If commercials advertisements are banned for kids under the age of twelve, what should ads look like for adolescents over the age of 12? We asked Dr. Kasser what alternative, intrinsically-driven advertisements geared toward adolescents would look like.

  1. Research shows that you´re happier when you pursue intrinsic values (personal growth, connection to the community and to other people).  They also stand in tension with extrinsic values. You can’t be greedy and be generous. You can’t really hope someone loves your new dress and desire personal growth, helping others.
  2. Advertising blocks our ability to help grow intrinsic values. I presented at Harvard 3 weeks ago about what ethical advertising would look like.  First, there is no advertising to people under 12.  For people over 12, we must have honest value proposition.  During the presentation I showed an advertisement from the 50s of a man and woman on a beach.  The lady poured a beer that said ¨Budweiser, where’s there’s life there’s Bud.¨  We laugh because it’s a ridiculous value proposition.  It´s also ridiculous to say people will love you if you buy this shampoo or diamond ring. Evidence shows the more you spend on a diamond ring, the more divorce is likely to happen.  If crayola said if you buy crayola crayons you can express yourself better, this seems like a more honest value proposition. This is an example of honest value proposition.

Dr. Kasser also shared with us his feelings about the danger of allowing advertising in schools.
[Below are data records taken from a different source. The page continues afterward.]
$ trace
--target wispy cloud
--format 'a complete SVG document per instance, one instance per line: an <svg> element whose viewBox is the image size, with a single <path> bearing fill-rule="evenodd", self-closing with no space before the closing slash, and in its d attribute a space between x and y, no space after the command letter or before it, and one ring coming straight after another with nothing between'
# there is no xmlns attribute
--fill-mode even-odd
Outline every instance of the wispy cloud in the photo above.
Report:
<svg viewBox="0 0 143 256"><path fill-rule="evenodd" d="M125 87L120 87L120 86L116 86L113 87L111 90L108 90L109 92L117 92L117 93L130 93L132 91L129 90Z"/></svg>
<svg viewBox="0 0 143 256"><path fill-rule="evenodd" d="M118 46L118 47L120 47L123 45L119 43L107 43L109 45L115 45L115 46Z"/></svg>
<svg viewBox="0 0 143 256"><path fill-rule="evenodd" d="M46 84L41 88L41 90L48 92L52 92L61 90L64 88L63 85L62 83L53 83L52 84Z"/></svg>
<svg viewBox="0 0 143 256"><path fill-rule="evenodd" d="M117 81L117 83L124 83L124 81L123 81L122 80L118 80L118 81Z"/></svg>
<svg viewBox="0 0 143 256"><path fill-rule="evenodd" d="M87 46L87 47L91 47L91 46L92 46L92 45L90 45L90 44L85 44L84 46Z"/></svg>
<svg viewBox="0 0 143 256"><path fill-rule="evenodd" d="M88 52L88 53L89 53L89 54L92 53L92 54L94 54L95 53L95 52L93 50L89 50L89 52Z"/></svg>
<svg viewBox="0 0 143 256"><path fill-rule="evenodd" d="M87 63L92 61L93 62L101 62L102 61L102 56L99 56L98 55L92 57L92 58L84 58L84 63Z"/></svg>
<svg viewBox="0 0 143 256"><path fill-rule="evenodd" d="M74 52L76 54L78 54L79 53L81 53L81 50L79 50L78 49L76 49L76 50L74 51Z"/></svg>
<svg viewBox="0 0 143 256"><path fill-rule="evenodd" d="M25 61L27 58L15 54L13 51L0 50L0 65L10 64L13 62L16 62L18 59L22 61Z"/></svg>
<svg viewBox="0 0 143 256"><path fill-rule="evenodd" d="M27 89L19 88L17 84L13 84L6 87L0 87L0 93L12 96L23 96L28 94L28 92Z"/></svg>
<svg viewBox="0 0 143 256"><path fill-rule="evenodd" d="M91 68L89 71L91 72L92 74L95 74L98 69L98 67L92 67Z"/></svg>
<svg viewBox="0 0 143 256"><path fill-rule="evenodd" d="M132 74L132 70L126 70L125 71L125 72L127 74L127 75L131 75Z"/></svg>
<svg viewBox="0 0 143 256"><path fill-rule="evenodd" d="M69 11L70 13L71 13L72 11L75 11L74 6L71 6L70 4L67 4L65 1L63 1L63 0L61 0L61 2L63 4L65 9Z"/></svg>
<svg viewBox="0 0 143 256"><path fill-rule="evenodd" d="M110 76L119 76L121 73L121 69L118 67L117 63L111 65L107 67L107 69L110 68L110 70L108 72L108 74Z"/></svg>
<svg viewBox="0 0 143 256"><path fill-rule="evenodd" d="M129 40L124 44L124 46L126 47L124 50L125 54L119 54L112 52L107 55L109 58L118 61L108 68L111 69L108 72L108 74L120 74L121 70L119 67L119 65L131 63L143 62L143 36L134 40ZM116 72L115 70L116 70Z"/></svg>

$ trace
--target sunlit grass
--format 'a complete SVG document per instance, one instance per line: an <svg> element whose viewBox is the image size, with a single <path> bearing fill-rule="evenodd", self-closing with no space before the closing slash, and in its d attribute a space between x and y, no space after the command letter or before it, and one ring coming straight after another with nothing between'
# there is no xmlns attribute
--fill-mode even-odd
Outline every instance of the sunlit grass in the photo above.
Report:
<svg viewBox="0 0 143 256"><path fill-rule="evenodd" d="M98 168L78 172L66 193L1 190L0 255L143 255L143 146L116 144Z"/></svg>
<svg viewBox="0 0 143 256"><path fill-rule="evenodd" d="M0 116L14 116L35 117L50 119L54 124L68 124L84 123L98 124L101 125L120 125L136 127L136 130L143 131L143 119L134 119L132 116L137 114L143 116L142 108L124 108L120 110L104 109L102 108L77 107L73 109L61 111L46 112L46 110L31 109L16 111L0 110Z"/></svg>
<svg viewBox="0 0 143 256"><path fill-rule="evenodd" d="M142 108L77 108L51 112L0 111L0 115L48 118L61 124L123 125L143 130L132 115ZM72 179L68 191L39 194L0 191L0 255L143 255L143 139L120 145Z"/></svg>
  1. Advertising is never appropriate in a school setting. Advertising can only be ethical in places where there’s a social contract; when people enter a situation by choice where advertisements are present. Like when opening newspaper or turning on the TV.  But when I send my child to school paid by taxes, I enter no such contact where my kids are exposed to such ads.

Finally, we asked Dr. Kasser to give advice to young people of Forgottonia as they participate in addressing these issues:

  1. It’s easy to look around and say what can I do?  But do what you can where you are. If you can´t change your school or town, you can’t change the world.  It gives you the practice of changing the world. It’s also a way to learn. Schools are social laboratories for social activism.  For example, over the past 10 years at Knox College students have driven sustainability efforts.  So take a look at where you are. You won’t change the United States, but you can do things here to make it a better place to live that fits intrinsic values better. That promotes equality, sustainability, and well-being. Ask yourself what’s the thing that I can work on. Find some friends, get people older than you to help you out. Treat people you interact with respect, don’t make them the enemy.  Assume they´re willing to help you.  And see if you can make progress.
  2. We have a tendency to think in America that we have to change things at the federal level.  I believe the future of change lies at the local level. Whether it´s Cuba or Chicago.  And making these changes ripple out.  Women had the right to vote in Wyoming decades before the whole US.  Think about ways to improve where you are.